Ever since the factory was automated, with computer network communication and bar code readers at each station, data have been piling up. You’ve finally decided to have a look. After your assistant aggregated the data by 4-hour blocks and then typed in the Morning variable, you found the following note on your desk with a printout of the data already loaded into the computer network:
Temperature actually measures temperature variability as a standard deviation
during the time of measurement. Units are degrees Fahrenheit.
Density indicates the density of the final product. Units are ounces per cubic inch.
Rate indicates the rate of production. Units per hour.
Morning is an indicator variable that is 1 during morning production and is 0 during the afternoon.
Defect is the number of defects per 1,000 produced.
You decide to run a regression to determine the effect of the variables Temperature, Density, Rate, and Morning on the number of defects. Use the output on the next page to answer the following questions. Each question is worth 3 pts.
a) Report the R2 value and explain its interpretation (in non-technical language).
b) Explain in non-technical language the coefficient of the variable Temperature. (Be careful here.)
Results of multiple regression for Defect
Summary measures
Multiple R 0.9482
R-Square 0.8990
Adj R-Square 0.8829
StErr of Est 6.6439
ANOVA Table
Source df SS MS F p-value
Explained 4 9825.7565 2456.4391 55.6493 0.0000
Unexplained 25 1103.5355 44.1414
Regression coefficients
Coefficient Std Err t-value p-value
Constant -28.7556 64.1696 -0.4481 0.6579
Temperature 26.2422 9.0515 2.8992 0.0077
Density -0.5081 1.5250 -0.3332 0.7418
Rate 0.0521 0.1256 0.4149 0.6818
Morning -1.7461 0.8026 -2.1756 0.0392
c) What does the p-value on Temperature indicate?
d) What does Temperature’s significance or lack thereof imply about controlling the production quality? In particular, should you be looking to control temperature within a reasonable range?
e) Explain in non-technical language the coefficient of the indicator variable Morning. In particular, which shift (the morning or afternoon) is producing the most defects?
f) What does Morning’s significance or lack thereof imply about controlling the production quality? What action does the p-value on Morning indicate you should take?

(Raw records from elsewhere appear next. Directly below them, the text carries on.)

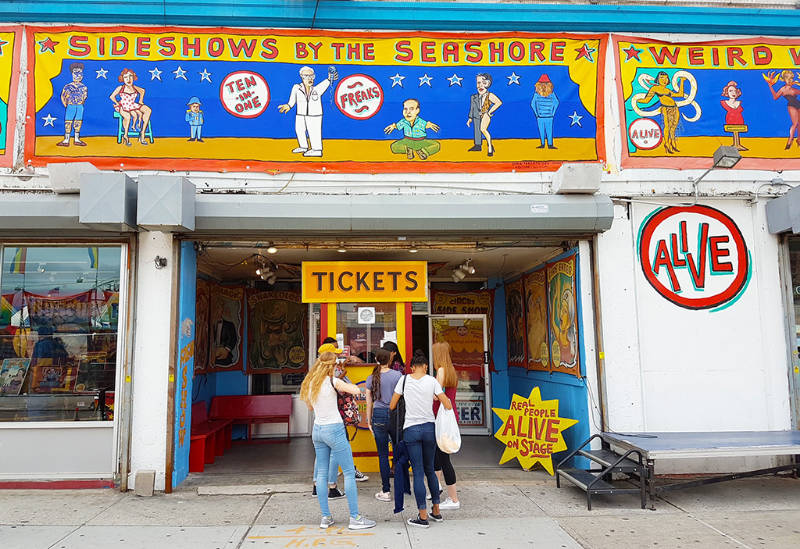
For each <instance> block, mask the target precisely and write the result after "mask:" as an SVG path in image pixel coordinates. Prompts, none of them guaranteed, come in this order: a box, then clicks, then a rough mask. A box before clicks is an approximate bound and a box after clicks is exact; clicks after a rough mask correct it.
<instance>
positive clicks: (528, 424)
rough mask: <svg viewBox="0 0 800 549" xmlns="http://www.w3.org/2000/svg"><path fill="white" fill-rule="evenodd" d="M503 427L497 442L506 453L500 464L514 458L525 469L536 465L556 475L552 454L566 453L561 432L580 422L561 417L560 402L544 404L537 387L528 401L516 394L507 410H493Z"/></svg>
mask: <svg viewBox="0 0 800 549" xmlns="http://www.w3.org/2000/svg"><path fill="white" fill-rule="evenodd" d="M492 411H493V412H494V413H495V414H497V416H498V417H499V418H500V420H501V422H502V424H501V425H500V428H499V429H498V430H497V432H496V433H495V434H494V438H496V439H497V440H499V441H501V442H502V443H503V444H504V445H505V447H506V449H505V450H504V451H503V457H501V458H500V464H501V465H502V464H503V463H505V462H507V461H511V460H512V459H514V458H517V459H518V460H519V464H520V465H522V467H523V468H524V469H530V468H531V467H533V466H534V465H536V462H539V463H541V464H542V467H544V468H545V469H546V470H547V472H548V473H550V474H551V475H552V474H553V454H555V453H556V452H561V451H563V450H566V449H567V443H566V442H565V441H564V435H563V434H562V431H563V430H564V429H566V428H567V427H572V426H573V425H575V424H576V423H578V420H577V419H567V418H563V417H558V400H544V401H543V400H542V394H541V391H539V388H538V387H534V388H533V389H532V390H531V394H530V396H529V397H528V398H525V397H521V396H519V395H518V394H514V395H513V397H512V398H511V406H510V407H509V408H508V409H503V408H492Z"/></svg>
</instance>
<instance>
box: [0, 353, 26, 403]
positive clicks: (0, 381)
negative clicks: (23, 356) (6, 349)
mask: <svg viewBox="0 0 800 549" xmlns="http://www.w3.org/2000/svg"><path fill="white" fill-rule="evenodd" d="M30 363H31V360H30V359H29V358H6V359H5V360H3V365H2V366H1V367H0V395H18V394H19V391H20V389H22V383H23V382H24V381H25V374H27V373H28V365H29V364H30Z"/></svg>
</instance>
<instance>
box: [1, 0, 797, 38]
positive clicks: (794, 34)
mask: <svg viewBox="0 0 800 549" xmlns="http://www.w3.org/2000/svg"><path fill="white" fill-rule="evenodd" d="M0 21H3V22H26V23H39V22H42V23H57V22H61V23H109V24H118V25H119V24H147V25H207V26H228V27H267V28H278V27H285V28H296V29H309V28H315V29H370V30H380V29H384V30H385V29H411V30H426V31H430V30H450V31H459V30H460V31H530V32H565V31H566V32H630V33H633V32H635V33H653V32H658V33H703V34H744V35H759V34H766V35H778V36H798V35H800V12H798V10H792V9H786V10H774V9H768V10H767V9H737V8H694V7H685V6H617V5H564V4H536V5H531V4H523V3H518V4H516V3H515V4H509V3H486V4H481V3H473V2H419V3H414V4H409V3H408V2H372V1H365V2H353V1H347V0H321V1H319V2H316V1H311V0H295V1H291V0H289V1H269V0H205V1H204V2H202V3H198V2H197V1H195V0H127V1H125V2H119V1H117V2H99V1H92V2H75V1H74V0H49V1H43V0H5V1H3V2H0Z"/></svg>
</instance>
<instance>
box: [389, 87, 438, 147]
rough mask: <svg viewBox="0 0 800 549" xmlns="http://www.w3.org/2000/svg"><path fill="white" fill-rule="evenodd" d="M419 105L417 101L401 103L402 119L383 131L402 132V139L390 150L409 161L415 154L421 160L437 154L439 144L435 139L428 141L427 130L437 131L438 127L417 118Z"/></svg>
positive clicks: (394, 144)
mask: <svg viewBox="0 0 800 549" xmlns="http://www.w3.org/2000/svg"><path fill="white" fill-rule="evenodd" d="M419 111H420V104H419V100H417V99H406V100H405V101H403V118H402V120H400V121H399V122H395V123H394V124H389V125H388V126H386V127H385V128H384V129H383V131H384V133H386V134H390V133H392V131H394V130H400V131H401V132H403V139H399V140H397V141H395V142H393V143H392V145H391V149H392V152H393V153H395V154H405V155H406V157H407V158H408V159H409V160H413V159H414V153H415V152H416V153H417V156H419V157H420V158H421V159H422V160H425V159H427V158H428V157H429V156H431V155H432V154H436V153H437V152H439V149H441V148H442V146H441V144H440V143H439V142H438V141H436V140H435V139H428V133H427V130H433V131H435V132H438V131H439V126H438V125H436V124H434V123H433V122H428V121H427V120H423V119H422V118H420V117H419Z"/></svg>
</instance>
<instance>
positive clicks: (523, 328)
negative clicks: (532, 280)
mask: <svg viewBox="0 0 800 549" xmlns="http://www.w3.org/2000/svg"><path fill="white" fill-rule="evenodd" d="M506 328H507V331H508V365H509V366H518V367H520V368H527V367H528V358H527V353H526V348H525V347H526V343H525V290H524V288H523V285H522V279H521V278H520V279H517V280H515V281H514V282H509V283H508V284H506Z"/></svg>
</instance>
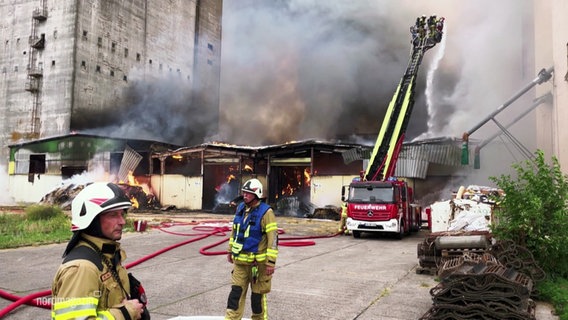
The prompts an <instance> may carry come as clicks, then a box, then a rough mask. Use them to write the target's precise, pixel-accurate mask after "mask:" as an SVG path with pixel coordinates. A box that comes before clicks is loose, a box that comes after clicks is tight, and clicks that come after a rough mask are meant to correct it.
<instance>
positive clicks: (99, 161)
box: [8, 134, 179, 206]
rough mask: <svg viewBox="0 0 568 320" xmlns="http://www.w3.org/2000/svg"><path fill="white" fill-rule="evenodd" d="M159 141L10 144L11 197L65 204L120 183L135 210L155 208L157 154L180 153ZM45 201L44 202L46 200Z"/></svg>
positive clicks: (69, 135) (10, 181)
mask: <svg viewBox="0 0 568 320" xmlns="http://www.w3.org/2000/svg"><path fill="white" fill-rule="evenodd" d="M178 147H179V146H175V145H172V144H166V143H161V142H156V141H148V140H135V139H122V138H111V137H103V136H97V135H88V134H70V135H64V136H56V137H51V138H46V139H40V140H34V141H32V142H26V143H19V144H14V145H10V146H9V148H10V163H9V168H8V174H9V175H8V180H9V181H8V183H9V186H10V188H9V190H10V193H11V194H10V196H12V198H13V199H14V200H15V201H17V202H22V203H34V202H40V201H42V199H43V200H46V201H47V202H51V203H57V204H65V203H66V202H67V201H70V200H72V197H73V196H74V194H75V193H77V192H79V191H80V189H82V187H83V186H84V185H85V184H86V183H89V182H93V181H109V182H115V183H120V184H121V185H122V186H123V188H124V189H125V191H126V192H127V194H129V195H130V196H131V199H132V201H133V203H134V205H135V206H146V205H151V206H156V201H157V200H156V199H155V198H154V197H153V196H152V190H151V188H150V187H149V186H151V181H150V179H151V175H150V174H149V173H150V172H151V168H152V163H151V162H150V155H151V153H152V152H160V151H162V150H168V149H173V148H178ZM44 198H45V199H44Z"/></svg>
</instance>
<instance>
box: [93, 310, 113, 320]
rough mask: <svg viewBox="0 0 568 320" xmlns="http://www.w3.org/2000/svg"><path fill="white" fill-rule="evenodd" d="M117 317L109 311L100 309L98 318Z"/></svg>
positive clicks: (101, 319) (97, 316)
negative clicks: (106, 310) (102, 310)
mask: <svg viewBox="0 0 568 320" xmlns="http://www.w3.org/2000/svg"><path fill="white" fill-rule="evenodd" d="M114 319H115V317H114V316H113V315H112V313H110V312H109V311H99V313H98V314H97V320H114Z"/></svg>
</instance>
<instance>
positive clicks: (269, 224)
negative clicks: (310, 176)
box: [266, 222, 278, 233]
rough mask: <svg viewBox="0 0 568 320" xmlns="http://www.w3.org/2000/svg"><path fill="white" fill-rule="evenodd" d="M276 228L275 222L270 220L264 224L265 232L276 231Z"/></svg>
mask: <svg viewBox="0 0 568 320" xmlns="http://www.w3.org/2000/svg"><path fill="white" fill-rule="evenodd" d="M276 230H278V226H277V225H276V222H272V223H269V224H267V225H266V232H267V233H268V232H272V231H276Z"/></svg>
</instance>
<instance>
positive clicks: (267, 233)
mask: <svg viewBox="0 0 568 320" xmlns="http://www.w3.org/2000/svg"><path fill="white" fill-rule="evenodd" d="M242 192H243V202H241V203H240V204H239V205H238V207H237V209H236V212H235V217H234V219H233V225H232V232H231V236H230V239H229V253H228V255H227V260H228V261H229V262H230V263H232V264H233V271H232V274H231V282H232V286H231V292H230V293H229V298H228V301H227V311H226V313H225V319H241V318H242V317H243V313H244V307H245V300H246V294H247V290H248V287H249V286H250V288H251V291H252V293H251V309H252V316H251V319H252V320H254V319H267V318H268V313H267V310H266V306H267V303H266V294H267V293H269V292H270V289H271V280H272V274H273V273H274V267H275V265H276V258H277V256H278V227H277V225H276V217H275V215H274V211H273V210H272V208H270V206H269V205H268V204H266V203H264V202H262V201H261V199H262V183H261V182H260V181H258V179H250V180H248V181H247V182H245V184H244V185H243V187H242Z"/></svg>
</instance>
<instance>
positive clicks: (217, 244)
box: [0, 221, 341, 319]
mask: <svg viewBox="0 0 568 320" xmlns="http://www.w3.org/2000/svg"><path fill="white" fill-rule="evenodd" d="M208 222H209V223H212V222H213V221H208ZM217 222H219V221H217ZM222 222H227V221H222ZM191 224H197V223H161V224H160V225H159V226H157V227H154V228H156V229H158V230H160V231H163V232H166V233H169V234H173V235H180V236H197V237H196V238H192V239H189V240H185V241H182V242H180V243H177V244H174V245H171V246H168V247H165V248H163V249H160V250H158V251H156V252H154V253H151V254H149V255H147V256H144V257H142V258H140V259H138V260H135V261H133V262H130V263H128V264H126V265H125V266H124V267H125V268H126V269H129V268H132V267H134V266H137V265H138V264H140V263H142V262H144V261H147V260H150V259H152V258H154V257H156V256H158V255H160V254H162V253H165V252H168V251H170V250H172V249H175V248H178V247H181V246H183V245H186V244H189V243H192V242H196V241H199V240H201V239H205V238H207V237H209V236H212V235H225V234H226V232H229V231H231V228H230V227H228V226H223V227H214V226H199V225H197V226H195V227H193V230H197V231H205V232H206V233H197V234H187V233H178V232H172V231H169V230H166V228H169V227H172V226H176V225H191ZM278 233H279V234H283V233H284V231H283V230H281V229H279V230H278ZM339 234H341V232H338V233H336V234H332V235H325V236H306V237H286V238H280V239H279V245H281V246H289V247H299V246H308V245H315V242H314V241H299V240H306V239H321V238H330V237H335V236H337V235H339ZM227 240H229V237H225V238H224V239H222V240H219V241H217V242H215V243H213V244H210V245H207V246H205V247H203V248H201V249H200V250H199V253H201V254H203V255H207V256H211V255H224V254H227V251H226V250H223V251H212V252H209V251H207V250H208V249H211V248H214V247H216V246H218V245H220V244H222V243H224V242H226V241H227ZM283 241H284V242H283ZM49 295H51V290H45V291H40V292H36V293H32V294H29V295H27V296H24V297H18V296H16V295H13V294H10V293H8V292H5V291H3V290H0V297H2V298H4V299H7V300H10V301H14V302H13V303H11V304H9V305H8V306H7V307H5V308H4V309H2V310H0V319H1V318H3V317H4V316H6V315H7V314H8V313H10V312H11V311H12V310H14V309H16V308H17V307H19V306H21V305H23V304H28V305H32V306H35V307H40V308H44V309H51V302H47V301H41V300H39V301H38V300H37V298H41V297H45V296H49Z"/></svg>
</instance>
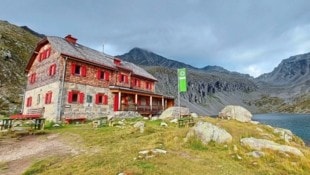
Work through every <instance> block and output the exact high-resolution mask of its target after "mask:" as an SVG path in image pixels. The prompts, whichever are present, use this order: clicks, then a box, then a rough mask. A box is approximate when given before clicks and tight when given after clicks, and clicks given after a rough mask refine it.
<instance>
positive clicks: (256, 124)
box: [250, 121, 259, 125]
mask: <svg viewBox="0 0 310 175" xmlns="http://www.w3.org/2000/svg"><path fill="white" fill-rule="evenodd" d="M250 122H251V123H252V124H254V125H258V124H259V122H258V121H250Z"/></svg>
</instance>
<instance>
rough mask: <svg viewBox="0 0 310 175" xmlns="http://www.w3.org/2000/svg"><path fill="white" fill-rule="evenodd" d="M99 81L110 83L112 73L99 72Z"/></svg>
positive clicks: (107, 71)
mask: <svg viewBox="0 0 310 175" xmlns="http://www.w3.org/2000/svg"><path fill="white" fill-rule="evenodd" d="M97 79H98V80H107V81H108V80H109V79H110V73H109V72H108V71H102V70H98V71H97Z"/></svg>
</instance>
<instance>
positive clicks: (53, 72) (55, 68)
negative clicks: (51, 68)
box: [52, 64, 56, 75]
mask: <svg viewBox="0 0 310 175" xmlns="http://www.w3.org/2000/svg"><path fill="white" fill-rule="evenodd" d="M55 74H56V64H54V65H53V70H52V75H55Z"/></svg>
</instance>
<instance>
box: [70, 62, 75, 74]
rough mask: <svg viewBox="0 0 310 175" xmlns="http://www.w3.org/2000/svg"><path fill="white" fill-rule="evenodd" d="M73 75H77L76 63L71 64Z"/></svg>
mask: <svg viewBox="0 0 310 175" xmlns="http://www.w3.org/2000/svg"><path fill="white" fill-rule="evenodd" d="M71 74H72V75H74V74H75V64H74V63H72V64H71Z"/></svg>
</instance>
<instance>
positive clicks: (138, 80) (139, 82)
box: [132, 79, 141, 87]
mask: <svg viewBox="0 0 310 175" xmlns="http://www.w3.org/2000/svg"><path fill="white" fill-rule="evenodd" d="M132 84H133V85H134V86H136V87H140V86H141V81H140V80H139V79H133V81H132Z"/></svg>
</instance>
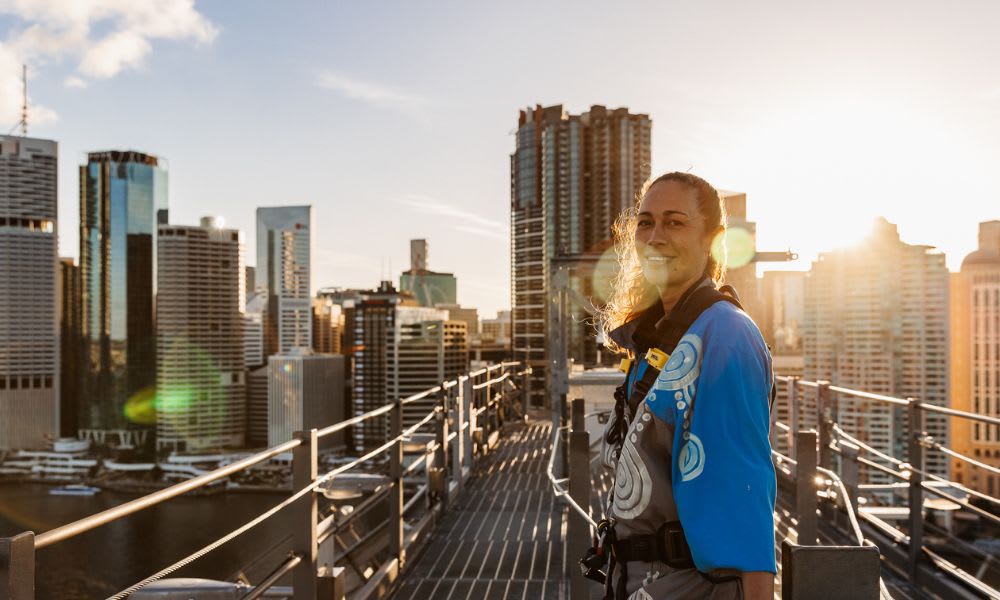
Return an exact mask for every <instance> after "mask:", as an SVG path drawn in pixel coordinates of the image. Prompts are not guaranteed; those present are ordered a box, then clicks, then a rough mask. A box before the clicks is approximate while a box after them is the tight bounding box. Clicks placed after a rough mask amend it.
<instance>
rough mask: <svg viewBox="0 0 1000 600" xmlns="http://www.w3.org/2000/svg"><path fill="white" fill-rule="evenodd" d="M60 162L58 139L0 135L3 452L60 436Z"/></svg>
mask: <svg viewBox="0 0 1000 600" xmlns="http://www.w3.org/2000/svg"><path fill="white" fill-rule="evenodd" d="M57 159H58V147H57V144H56V142H53V141H51V140H40V139H34V138H24V137H13V136H0V450H5V449H11V448H41V447H44V445H45V442H46V439H47V438H52V437H55V436H57V435H58V434H59V342H58V340H59V337H58V336H59V308H58V303H57V301H58V291H57V290H58V287H57V286H58V276H57V272H56V267H57V264H58V262H57V261H58V256H57V239H56V220H57V203H56V164H57Z"/></svg>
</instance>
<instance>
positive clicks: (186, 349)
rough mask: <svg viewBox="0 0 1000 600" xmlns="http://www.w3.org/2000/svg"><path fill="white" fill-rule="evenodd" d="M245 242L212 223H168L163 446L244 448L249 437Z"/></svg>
mask: <svg viewBox="0 0 1000 600" xmlns="http://www.w3.org/2000/svg"><path fill="white" fill-rule="evenodd" d="M242 238H243V236H242V235H241V234H240V232H239V231H237V230H235V229H222V228H220V227H217V226H216V223H215V221H214V220H213V219H211V218H205V219H202V220H201V226H200V227H194V226H183V225H161V226H160V228H159V238H158V241H157V245H158V257H157V258H158V261H159V268H158V271H157V277H158V279H159V285H158V291H157V302H156V346H157V355H158V361H157V362H158V364H157V378H156V395H157V402H156V446H157V448H159V449H170V450H178V451H188V450H204V449H212V448H222V447H240V446H242V445H243V442H244V439H245V433H246V413H245V403H246V388H245V386H246V379H245V370H244V358H243V351H244V348H243V307H244V291H243V285H244V279H243V277H244V274H243V239H242Z"/></svg>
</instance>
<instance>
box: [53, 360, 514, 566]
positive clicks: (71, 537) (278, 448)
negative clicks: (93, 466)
mask: <svg viewBox="0 0 1000 600" xmlns="http://www.w3.org/2000/svg"><path fill="white" fill-rule="evenodd" d="M519 364H520V363H518V362H501V363H497V364H493V365H489V366H487V367H485V368H482V369H479V370H477V371H472V372H470V373H468V374H465V375H460V376H459V377H456V378H455V379H451V380H449V381H447V382H445V383H443V384H442V385H439V386H435V387H434V388H431V389H430V390H425V391H422V392H418V393H416V394H413V395H411V396H407V397H406V398H403V399H401V400H400V403H402V404H404V405H405V404H409V403H411V402H413V401H415V400H419V399H421V398H425V397H426V396H428V395H430V394H431V393H435V392H438V391H442V390H444V389H447V388H450V387H454V386H456V385H459V384H460V383H461V382H462V381H465V380H466V379H470V378H475V377H478V376H480V375H484V374H487V373H491V372H493V371H495V370H497V369H505V368H509V367H515V366H518V365H519ZM449 384H450V385H449ZM393 406H394V405H393V404H392V403H388V404H385V405H383V406H380V407H379V408H376V409H373V410H370V411H368V412H366V413H364V414H361V415H358V416H356V417H352V418H350V419H346V420H344V421H341V422H340V423H337V424H335V425H331V426H329V427H324V428H323V429H320V430H317V432H316V436H317V437H319V438H322V437H324V436H328V435H331V434H334V433H336V432H338V431H343V430H344V429H346V428H348V427H350V426H352V425H356V424H358V423H360V422H362V421H365V420H367V419H371V418H374V417H377V416H380V415H384V414H387V413H389V412H390V411H391V410H392V409H393ZM301 444H302V441H301V440H299V439H292V440H289V441H287V442H284V443H282V444H278V445H277V446H274V447H272V448H268V449H267V450H263V451H261V452H258V453H257V454H254V455H252V456H249V457H247V458H244V459H242V460H239V461H236V462H234V463H230V464H228V465H226V466H224V467H220V468H218V469H215V470H213V471H211V472H209V473H205V474H204V475H199V476H198V477H195V478H193V479H188V480H187V481H182V482H180V483H176V484H174V485H172V486H170V487H167V488H164V489H162V490H157V491H156V492H153V493H152V494H149V495H146V496H143V497H141V498H136V499H135V500H131V501H129V502H126V503H124V504H120V505H118V506H115V507H113V508H109V509H107V510H104V511H102V512H99V513H97V514H94V515H90V516H88V517H84V518H82V519H79V520H77V521H74V522H72V523H67V524H66V525H62V526H60V527H56V528H55V529H50V530H49V531H46V532H45V533H42V534H39V535H37V536H36V537H35V549H41V548H45V547H46V546H51V545H52V544H55V543H57V542H61V541H63V540H66V539H69V538H72V537H76V536H77V535H80V534H82V533H86V532H87V531H90V530H91V529H95V528H97V527H100V526H101V525H105V524H107V523H110V522H112V521H116V520H118V519H121V518H122V517H127V516H129V515H131V514H134V513H136V512H139V511H142V510H145V509H147V508H150V507H152V506H155V505H157V504H159V503H161V502H164V501H166V500H170V499H171V498H175V497H177V496H180V495H182V494H186V493H187V492H190V491H193V490H196V489H199V488H202V487H204V486H206V485H208V484H210V483H212V482H215V481H218V480H220V479H223V478H225V477H228V476H230V475H232V474H234V473H238V472H240V471H243V470H245V469H247V468H249V467H252V466H254V465H256V464H259V463H262V462H264V461H266V460H270V459H271V458H274V457H275V456H278V455H279V454H283V453H285V452H289V451H291V450H293V449H294V448H296V447H298V446H299V445H301Z"/></svg>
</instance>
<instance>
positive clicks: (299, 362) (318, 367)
mask: <svg viewBox="0 0 1000 600" xmlns="http://www.w3.org/2000/svg"><path fill="white" fill-rule="evenodd" d="M267 369H268V392H267V398H268V430H267V432H268V433H267V444H268V446H276V445H278V444H282V443H284V442H287V441H288V440H290V439H292V435H293V434H294V433H295V432H296V431H305V430H308V429H313V428H316V429H322V428H323V427H327V426H328V425H333V424H334V423H339V422H340V421H342V420H344V417H345V409H346V407H345V405H344V404H345V403H344V357H343V356H342V355H338V354H315V353H314V352H313V351H312V350H310V349H309V348H296V349H294V350H292V351H291V352H285V353H281V354H277V355H274V356H271V357H270V358H268V362H267ZM343 446H344V435H343V433H342V432H341V433H338V434H335V435H333V436H330V437H329V438H324V440H323V441H322V442H321V447H324V448H330V447H343Z"/></svg>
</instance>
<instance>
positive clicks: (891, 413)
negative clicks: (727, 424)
mask: <svg viewBox="0 0 1000 600" xmlns="http://www.w3.org/2000/svg"><path fill="white" fill-rule="evenodd" d="M803 342H804V355H805V378H806V379H827V380H830V381H832V382H834V383H835V384H836V385H839V386H843V387H849V388H854V389H859V390H865V391H868V392H875V393H878V394H886V395H890V396H896V397H902V398H905V397H914V398H919V399H920V400H922V401H923V402H927V403H929V404H935V405H938V406H946V405H947V402H948V377H949V373H948V369H949V360H950V359H949V352H948V351H949V347H948V271H947V268H946V267H945V260H944V255H943V254H941V253H940V252H933V251H932V248H931V247H930V246H921V245H910V244H906V243H904V242H902V241H900V239H899V233H898V232H897V230H896V226H895V225H893V224H891V223H889V222H888V221H886V220H884V219H879V220H878V221H877V222H876V224H875V228H874V229H873V231H872V233H871V235H870V236H869V237H868V238H867V239H866V240H865V241H864V242H863V243H861V244H859V245H857V246H855V247H852V248H846V249H842V250H837V251H834V252H827V253H823V254H821V255H820V257H819V259H818V260H817V261H816V262H815V263H813V266H812V270H811V271H810V273H809V277H808V278H807V279H806V285H805V324H804V328H803ZM838 400H839V414H838V415H837V420H838V422H839V423H840V424H841V427H843V428H844V430H845V431H847V432H848V433H850V434H852V435H855V436H857V437H858V438H859V439H861V440H862V441H864V442H866V443H868V444H871V445H872V446H873V447H875V448H877V449H878V450H881V451H882V452H885V453H887V454H891V455H893V456H897V457H900V458H903V459H905V457H906V455H907V450H908V443H907V423H906V414H905V411H902V410H900V409H898V408H897V407H895V406H892V405H888V404H884V403H880V402H876V401H872V400H861V399H854V398H849V397H847V396H843V395H841V396H840V397H839V399H838ZM926 430H927V431H928V433H929V434H930V435H932V436H934V438H935V439H937V440H939V441H944V443H947V442H946V440H948V423H947V420H946V419H945V418H943V417H942V416H941V415H936V414H927V416H926ZM926 465H927V468H928V469H929V470H930V471H931V472H933V473H936V474H939V475H943V476H946V475H947V474H948V462H947V461H946V460H945V459H944V457H943V456H941V455H940V454H939V453H930V454H929V455H928V458H927V463H926ZM862 467H863V466H862ZM867 479H868V480H869V481H871V482H873V483H884V482H886V481H887V480H886V476H884V474H882V473H880V472H877V471H871V472H869V473H867Z"/></svg>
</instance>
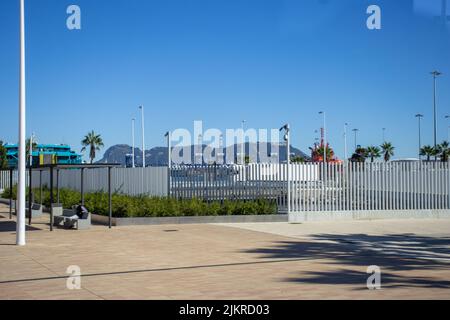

g) Even though you feel the above results are good, you remember you statistics teacher going on and on about the importance of looking at summary measures and graphing the variables. Reluctantly, you decide to view the summary stats:
Summary measures for selected variables
Temperature Density Rate Morning Defect
Count 30 30 30 30 30
Mean 2.2 25.3 236.5 0.800 27.1
Standard dev. 0.6 3.4 26.1 1.808 19.4
Minimum 1.0 19.5 177.7 0 0.0
Maximum 3.0 32.2 281.9 10 60.8
Range 2.1 12.7 104.2 10 60.8
After close inspection, you very thankful that you listened to your statistics teacher! Why?